IFRS June 9 (see table below)
LTV shows how large the exposure is in relation to the value of the security. That is, in category 2, the collateral value after adjustments is equal to the exposure the fund has to the borrowers. This is an effect of the collateral value of a holding being written down at the same time as the provision is reduced. In category 3, there is no change from the previous month.
In 2020, Finserve Nordic, which is the fund's AIF manager, joined the company to the PRI network, Principles for Responsible Investment. The network is independent but supported by the UN and encourages investors to make responsible investments by following the principles developed by the network.
Finserve Nordic believes that the integration of sustainability risks is an important part of the funds' investment processes. Sustainability risks are defined as environmental, social, or corporate governance-related circumstances that could have a significant negative impact on the value of investments.

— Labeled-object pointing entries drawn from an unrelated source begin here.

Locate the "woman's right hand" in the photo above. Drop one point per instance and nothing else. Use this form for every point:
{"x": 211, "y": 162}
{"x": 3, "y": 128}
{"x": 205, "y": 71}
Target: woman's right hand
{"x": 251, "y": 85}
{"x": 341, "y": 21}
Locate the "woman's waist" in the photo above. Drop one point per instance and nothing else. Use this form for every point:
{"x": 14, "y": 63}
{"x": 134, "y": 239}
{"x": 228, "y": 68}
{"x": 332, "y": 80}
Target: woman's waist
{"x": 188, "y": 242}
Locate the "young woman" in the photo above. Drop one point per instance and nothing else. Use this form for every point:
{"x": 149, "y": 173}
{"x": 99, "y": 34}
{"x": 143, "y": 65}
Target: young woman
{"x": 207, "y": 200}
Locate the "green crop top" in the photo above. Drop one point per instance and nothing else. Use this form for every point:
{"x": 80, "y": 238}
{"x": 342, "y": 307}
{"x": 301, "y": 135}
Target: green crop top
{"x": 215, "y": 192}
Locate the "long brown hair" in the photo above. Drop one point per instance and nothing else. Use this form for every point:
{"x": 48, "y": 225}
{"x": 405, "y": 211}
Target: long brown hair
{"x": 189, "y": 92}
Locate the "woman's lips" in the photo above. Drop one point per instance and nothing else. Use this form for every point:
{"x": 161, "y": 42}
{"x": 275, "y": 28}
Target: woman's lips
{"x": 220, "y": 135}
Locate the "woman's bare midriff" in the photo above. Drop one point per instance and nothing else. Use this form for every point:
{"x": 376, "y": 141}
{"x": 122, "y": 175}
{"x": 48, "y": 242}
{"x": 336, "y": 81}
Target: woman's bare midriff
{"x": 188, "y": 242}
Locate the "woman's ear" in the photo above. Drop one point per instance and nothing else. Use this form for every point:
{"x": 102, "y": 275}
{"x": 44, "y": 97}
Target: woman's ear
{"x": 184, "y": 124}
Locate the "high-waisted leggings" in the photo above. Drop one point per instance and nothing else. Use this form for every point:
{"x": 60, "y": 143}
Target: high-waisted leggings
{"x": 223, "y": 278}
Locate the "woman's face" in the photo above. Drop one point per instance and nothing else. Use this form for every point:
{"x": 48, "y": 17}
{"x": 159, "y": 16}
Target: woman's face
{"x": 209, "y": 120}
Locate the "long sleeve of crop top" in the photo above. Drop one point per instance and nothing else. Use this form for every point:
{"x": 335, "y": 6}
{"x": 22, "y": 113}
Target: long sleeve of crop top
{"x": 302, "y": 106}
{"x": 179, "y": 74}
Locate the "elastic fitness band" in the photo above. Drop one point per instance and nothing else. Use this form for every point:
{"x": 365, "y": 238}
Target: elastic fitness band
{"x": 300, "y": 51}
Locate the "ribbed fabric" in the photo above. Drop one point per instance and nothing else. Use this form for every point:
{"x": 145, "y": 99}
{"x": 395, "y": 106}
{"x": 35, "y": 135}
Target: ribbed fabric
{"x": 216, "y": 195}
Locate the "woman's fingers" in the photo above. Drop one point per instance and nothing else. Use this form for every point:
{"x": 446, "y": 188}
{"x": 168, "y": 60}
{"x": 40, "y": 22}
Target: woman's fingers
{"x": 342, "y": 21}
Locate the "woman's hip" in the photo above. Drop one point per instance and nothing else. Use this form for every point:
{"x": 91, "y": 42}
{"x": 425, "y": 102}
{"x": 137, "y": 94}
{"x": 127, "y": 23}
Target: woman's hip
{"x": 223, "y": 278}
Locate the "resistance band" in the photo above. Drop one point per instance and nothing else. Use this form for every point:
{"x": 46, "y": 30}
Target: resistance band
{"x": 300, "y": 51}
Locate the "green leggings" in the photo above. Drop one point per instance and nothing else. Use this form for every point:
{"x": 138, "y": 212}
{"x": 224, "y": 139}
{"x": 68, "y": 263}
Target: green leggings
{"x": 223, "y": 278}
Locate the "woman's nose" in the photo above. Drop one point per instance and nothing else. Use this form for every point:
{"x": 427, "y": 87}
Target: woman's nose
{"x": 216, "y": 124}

Social aspects include e.g. human rights, labor rights and equal treatment. Environmental aspects are e.g. the companies' impact on the environment and climate. Corporate governance aspects are e.g. anti-corruption, shareholder rights and business ethics
All funds under Finserve's management follow the responsible investment process that is formalized in Finserve's Policy for Integrating Sustainability Risks. The policy is available on the company's website https: // finserve.se/vikten-information/. Each fund's sustainability policy is available on the funds' websites.
We can announce that based on today's sustainability requirements for funds, Scandinavian Credit Fund I is to be regarded as a “light green” fund, which is very good. In Sweden, about 30% of all funds have a rating corresponding to light green or better.

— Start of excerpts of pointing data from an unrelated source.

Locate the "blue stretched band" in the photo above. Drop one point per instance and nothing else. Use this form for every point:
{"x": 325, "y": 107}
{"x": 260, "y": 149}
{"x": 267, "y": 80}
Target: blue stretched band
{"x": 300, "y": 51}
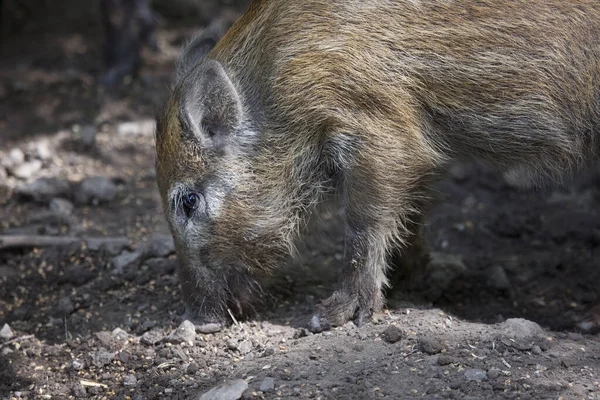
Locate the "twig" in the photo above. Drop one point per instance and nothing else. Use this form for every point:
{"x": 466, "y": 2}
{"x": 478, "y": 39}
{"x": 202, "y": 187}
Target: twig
{"x": 17, "y": 340}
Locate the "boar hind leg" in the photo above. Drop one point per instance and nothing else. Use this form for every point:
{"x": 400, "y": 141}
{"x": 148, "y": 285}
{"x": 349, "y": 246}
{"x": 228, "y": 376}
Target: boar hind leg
{"x": 375, "y": 222}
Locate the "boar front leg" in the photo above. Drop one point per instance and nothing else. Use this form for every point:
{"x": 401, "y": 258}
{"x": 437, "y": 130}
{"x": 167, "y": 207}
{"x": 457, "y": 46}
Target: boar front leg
{"x": 378, "y": 215}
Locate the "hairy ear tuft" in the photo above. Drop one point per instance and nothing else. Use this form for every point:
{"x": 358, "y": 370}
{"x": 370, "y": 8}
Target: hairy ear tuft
{"x": 194, "y": 52}
{"x": 211, "y": 105}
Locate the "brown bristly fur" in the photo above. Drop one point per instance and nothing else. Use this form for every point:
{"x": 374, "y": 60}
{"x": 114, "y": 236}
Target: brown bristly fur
{"x": 371, "y": 99}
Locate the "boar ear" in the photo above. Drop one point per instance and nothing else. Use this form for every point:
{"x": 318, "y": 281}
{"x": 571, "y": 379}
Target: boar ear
{"x": 195, "y": 51}
{"x": 211, "y": 105}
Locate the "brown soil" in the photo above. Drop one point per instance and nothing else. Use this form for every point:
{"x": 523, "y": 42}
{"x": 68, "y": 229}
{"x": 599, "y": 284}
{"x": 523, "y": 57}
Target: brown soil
{"x": 507, "y": 260}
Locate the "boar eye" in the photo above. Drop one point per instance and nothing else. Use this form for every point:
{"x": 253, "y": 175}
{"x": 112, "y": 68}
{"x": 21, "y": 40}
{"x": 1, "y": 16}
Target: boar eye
{"x": 190, "y": 202}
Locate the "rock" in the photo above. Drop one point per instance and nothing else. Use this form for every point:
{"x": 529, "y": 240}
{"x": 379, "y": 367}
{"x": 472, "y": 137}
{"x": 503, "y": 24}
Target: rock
{"x": 493, "y": 373}
{"x": 65, "y": 306}
{"x": 126, "y": 262}
{"x": 119, "y": 334}
{"x": 61, "y": 206}
{"x": 110, "y": 247}
{"x": 161, "y": 245}
{"x": 192, "y": 368}
{"x": 26, "y": 170}
{"x": 245, "y": 347}
{"x": 473, "y": 374}
{"x": 129, "y": 380}
{"x": 267, "y": 385}
{"x": 137, "y": 128}
{"x": 14, "y": 157}
{"x": 230, "y": 390}
{"x": 300, "y": 333}
{"x": 6, "y": 333}
{"x": 95, "y": 190}
{"x": 519, "y": 328}
{"x": 185, "y": 332}
{"x": 42, "y": 150}
{"x": 45, "y": 189}
{"x": 497, "y": 278}
{"x": 392, "y": 334}
{"x": 430, "y": 345}
{"x": 152, "y": 337}
{"x": 87, "y": 135}
{"x": 102, "y": 357}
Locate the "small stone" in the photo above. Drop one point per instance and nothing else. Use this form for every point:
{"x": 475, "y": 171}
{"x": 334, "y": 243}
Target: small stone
{"x": 445, "y": 360}
{"x": 61, "y": 206}
{"x": 87, "y": 135}
{"x": 78, "y": 364}
{"x": 430, "y": 345}
{"x": 392, "y": 334}
{"x": 245, "y": 347}
{"x": 126, "y": 262}
{"x": 27, "y": 169}
{"x": 192, "y": 368}
{"x": 161, "y": 266}
{"x": 42, "y": 150}
{"x": 185, "y": 332}
{"x": 300, "y": 333}
{"x": 14, "y": 157}
{"x": 474, "y": 374}
{"x": 119, "y": 334}
{"x": 102, "y": 357}
{"x": 152, "y": 337}
{"x": 6, "y": 333}
{"x": 230, "y": 390}
{"x": 110, "y": 247}
{"x": 498, "y": 279}
{"x": 129, "y": 380}
{"x": 493, "y": 373}
{"x": 95, "y": 190}
{"x": 267, "y": 385}
{"x": 65, "y": 306}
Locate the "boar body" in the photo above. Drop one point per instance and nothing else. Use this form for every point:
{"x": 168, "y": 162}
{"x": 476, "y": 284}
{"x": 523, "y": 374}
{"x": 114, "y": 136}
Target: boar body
{"x": 370, "y": 100}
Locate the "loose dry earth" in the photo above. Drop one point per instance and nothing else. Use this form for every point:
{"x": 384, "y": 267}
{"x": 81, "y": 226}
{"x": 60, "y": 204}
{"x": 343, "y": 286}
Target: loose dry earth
{"x": 506, "y": 308}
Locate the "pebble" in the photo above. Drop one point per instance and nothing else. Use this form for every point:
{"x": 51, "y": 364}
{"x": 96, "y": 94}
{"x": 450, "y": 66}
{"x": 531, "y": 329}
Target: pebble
{"x": 185, "y": 332}
{"x": 119, "y": 334}
{"x": 129, "y": 380}
{"x": 78, "y": 364}
{"x": 230, "y": 390}
{"x": 95, "y": 190}
{"x": 430, "y": 345}
{"x": 152, "y": 337}
{"x": 473, "y": 374}
{"x": 126, "y": 261}
{"x": 27, "y": 169}
{"x": 392, "y": 334}
{"x": 498, "y": 279}
{"x": 14, "y": 157}
{"x": 61, "y": 206}
{"x": 267, "y": 385}
{"x": 6, "y": 333}
{"x": 245, "y": 347}
{"x": 45, "y": 189}
{"x": 65, "y": 306}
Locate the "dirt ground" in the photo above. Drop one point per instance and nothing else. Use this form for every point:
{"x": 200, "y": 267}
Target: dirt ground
{"x": 506, "y": 309}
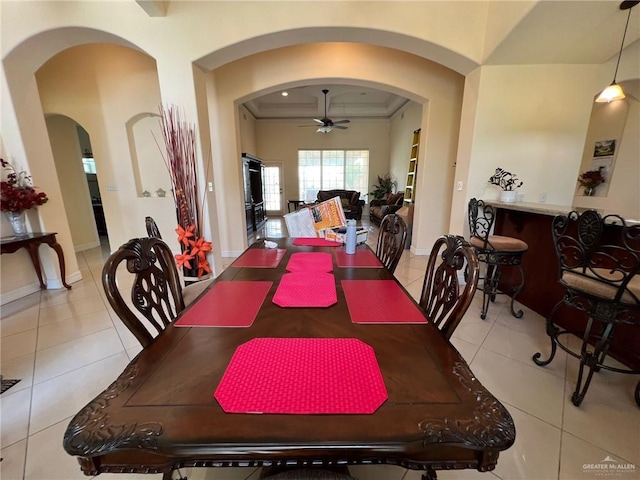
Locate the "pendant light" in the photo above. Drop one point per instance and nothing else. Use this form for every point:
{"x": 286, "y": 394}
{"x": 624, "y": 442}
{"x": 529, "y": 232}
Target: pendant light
{"x": 614, "y": 91}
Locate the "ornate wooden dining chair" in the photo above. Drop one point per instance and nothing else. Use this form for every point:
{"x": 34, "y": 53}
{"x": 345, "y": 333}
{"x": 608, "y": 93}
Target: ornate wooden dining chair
{"x": 443, "y": 298}
{"x": 189, "y": 292}
{"x": 391, "y": 241}
{"x": 496, "y": 251}
{"x": 155, "y": 298}
{"x": 599, "y": 267}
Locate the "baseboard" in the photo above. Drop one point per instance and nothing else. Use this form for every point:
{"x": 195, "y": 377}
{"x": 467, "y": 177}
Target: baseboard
{"x": 52, "y": 284}
{"x": 86, "y": 246}
{"x": 420, "y": 251}
{"x": 19, "y": 293}
{"x": 231, "y": 253}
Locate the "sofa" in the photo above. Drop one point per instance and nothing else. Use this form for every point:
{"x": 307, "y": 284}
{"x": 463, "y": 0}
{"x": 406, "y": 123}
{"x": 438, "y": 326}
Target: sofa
{"x": 351, "y": 203}
{"x": 379, "y": 208}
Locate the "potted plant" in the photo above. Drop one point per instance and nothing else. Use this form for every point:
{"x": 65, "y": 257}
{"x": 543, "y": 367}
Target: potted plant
{"x": 590, "y": 180}
{"x": 507, "y": 182}
{"x": 17, "y": 195}
{"x": 385, "y": 186}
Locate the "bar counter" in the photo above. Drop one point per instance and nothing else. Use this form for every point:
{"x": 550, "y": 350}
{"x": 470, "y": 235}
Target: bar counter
{"x": 531, "y": 222}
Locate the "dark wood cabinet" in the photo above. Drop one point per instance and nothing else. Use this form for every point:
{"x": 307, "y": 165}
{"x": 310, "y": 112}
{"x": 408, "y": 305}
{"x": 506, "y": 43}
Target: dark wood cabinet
{"x": 255, "y": 212}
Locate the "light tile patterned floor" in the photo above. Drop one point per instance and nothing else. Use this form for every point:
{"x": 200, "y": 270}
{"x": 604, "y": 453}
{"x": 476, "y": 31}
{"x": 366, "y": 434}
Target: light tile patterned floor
{"x": 67, "y": 346}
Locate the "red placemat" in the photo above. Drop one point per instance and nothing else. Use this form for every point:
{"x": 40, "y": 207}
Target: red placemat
{"x": 380, "y": 301}
{"x": 227, "y": 304}
{"x": 315, "y": 242}
{"x": 260, "y": 258}
{"x": 306, "y": 290}
{"x": 310, "y": 262}
{"x": 362, "y": 258}
{"x": 302, "y": 376}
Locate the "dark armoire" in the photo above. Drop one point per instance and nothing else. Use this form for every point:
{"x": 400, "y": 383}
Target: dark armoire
{"x": 252, "y": 169}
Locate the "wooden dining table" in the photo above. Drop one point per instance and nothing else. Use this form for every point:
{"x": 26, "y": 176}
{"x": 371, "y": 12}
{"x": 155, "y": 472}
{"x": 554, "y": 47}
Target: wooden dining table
{"x": 161, "y": 412}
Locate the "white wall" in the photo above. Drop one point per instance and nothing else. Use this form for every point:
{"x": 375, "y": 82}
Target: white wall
{"x": 73, "y": 181}
{"x": 530, "y": 120}
{"x": 353, "y": 63}
{"x": 403, "y": 124}
{"x": 114, "y": 85}
{"x": 620, "y": 193}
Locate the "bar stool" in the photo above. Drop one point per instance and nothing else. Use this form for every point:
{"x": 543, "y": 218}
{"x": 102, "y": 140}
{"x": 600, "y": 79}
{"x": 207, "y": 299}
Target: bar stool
{"x": 496, "y": 251}
{"x": 602, "y": 279}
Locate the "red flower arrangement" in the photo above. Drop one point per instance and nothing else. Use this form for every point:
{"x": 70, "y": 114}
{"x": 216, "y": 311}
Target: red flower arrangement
{"x": 179, "y": 140}
{"x": 18, "y": 193}
{"x": 591, "y": 179}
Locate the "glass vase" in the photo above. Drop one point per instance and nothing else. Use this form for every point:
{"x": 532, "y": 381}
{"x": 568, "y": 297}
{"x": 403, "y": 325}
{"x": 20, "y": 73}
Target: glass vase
{"x": 18, "y": 222}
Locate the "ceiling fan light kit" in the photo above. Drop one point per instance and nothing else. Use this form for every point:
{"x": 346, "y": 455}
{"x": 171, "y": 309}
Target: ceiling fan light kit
{"x": 325, "y": 124}
{"x": 614, "y": 91}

When you make your analysis of the fund, you should mainly look at the credit risk and liquidity risk in the fund. Are you comfortable with the credit risk generated by the fund's holdings? Furthermore, the assets are illiquid and it can take some time to get their investment back if many want to withdraw invested funds at the same time. The fund has a low market risk and has a low correlation with other asset classes.

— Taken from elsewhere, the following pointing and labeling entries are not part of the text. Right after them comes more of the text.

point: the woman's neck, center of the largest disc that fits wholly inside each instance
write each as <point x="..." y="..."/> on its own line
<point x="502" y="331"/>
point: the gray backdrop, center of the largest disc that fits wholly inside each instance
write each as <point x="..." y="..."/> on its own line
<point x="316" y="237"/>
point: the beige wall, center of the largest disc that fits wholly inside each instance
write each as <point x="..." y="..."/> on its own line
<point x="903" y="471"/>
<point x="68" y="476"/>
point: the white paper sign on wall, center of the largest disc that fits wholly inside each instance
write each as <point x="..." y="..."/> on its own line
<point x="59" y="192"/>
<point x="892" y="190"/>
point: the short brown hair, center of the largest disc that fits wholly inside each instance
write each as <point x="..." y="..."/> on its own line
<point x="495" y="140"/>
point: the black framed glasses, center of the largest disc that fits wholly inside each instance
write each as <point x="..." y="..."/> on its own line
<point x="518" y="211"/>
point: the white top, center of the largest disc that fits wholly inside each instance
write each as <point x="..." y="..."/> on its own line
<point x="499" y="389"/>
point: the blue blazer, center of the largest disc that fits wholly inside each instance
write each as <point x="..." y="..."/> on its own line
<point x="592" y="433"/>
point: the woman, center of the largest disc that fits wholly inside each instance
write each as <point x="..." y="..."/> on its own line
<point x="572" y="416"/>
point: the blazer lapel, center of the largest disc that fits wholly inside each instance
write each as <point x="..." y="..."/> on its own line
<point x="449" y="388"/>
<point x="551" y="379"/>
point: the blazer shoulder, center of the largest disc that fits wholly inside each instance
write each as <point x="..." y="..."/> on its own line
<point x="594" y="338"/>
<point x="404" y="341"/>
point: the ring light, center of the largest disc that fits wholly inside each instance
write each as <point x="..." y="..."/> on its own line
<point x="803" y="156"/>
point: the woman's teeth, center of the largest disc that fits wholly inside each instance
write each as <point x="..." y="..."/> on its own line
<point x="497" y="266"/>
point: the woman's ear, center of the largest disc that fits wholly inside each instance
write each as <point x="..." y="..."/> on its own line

We emphasize that we are not stressed by non-lending funds, but continue to work based on our models for credit assessment, all to ensure a good diversification of the portfolio in relation to the credit risk we take.
If you need to sell your holdings, do so in the primary market where you get the best price.
The official NAV exchange rate is published on the first banking day each month, what is shown during the month on NGM is not, I do not want to emphasize the official NAV exchange rate, as fund units in the secondary market may have been converted to a different exchange rate than official NAV.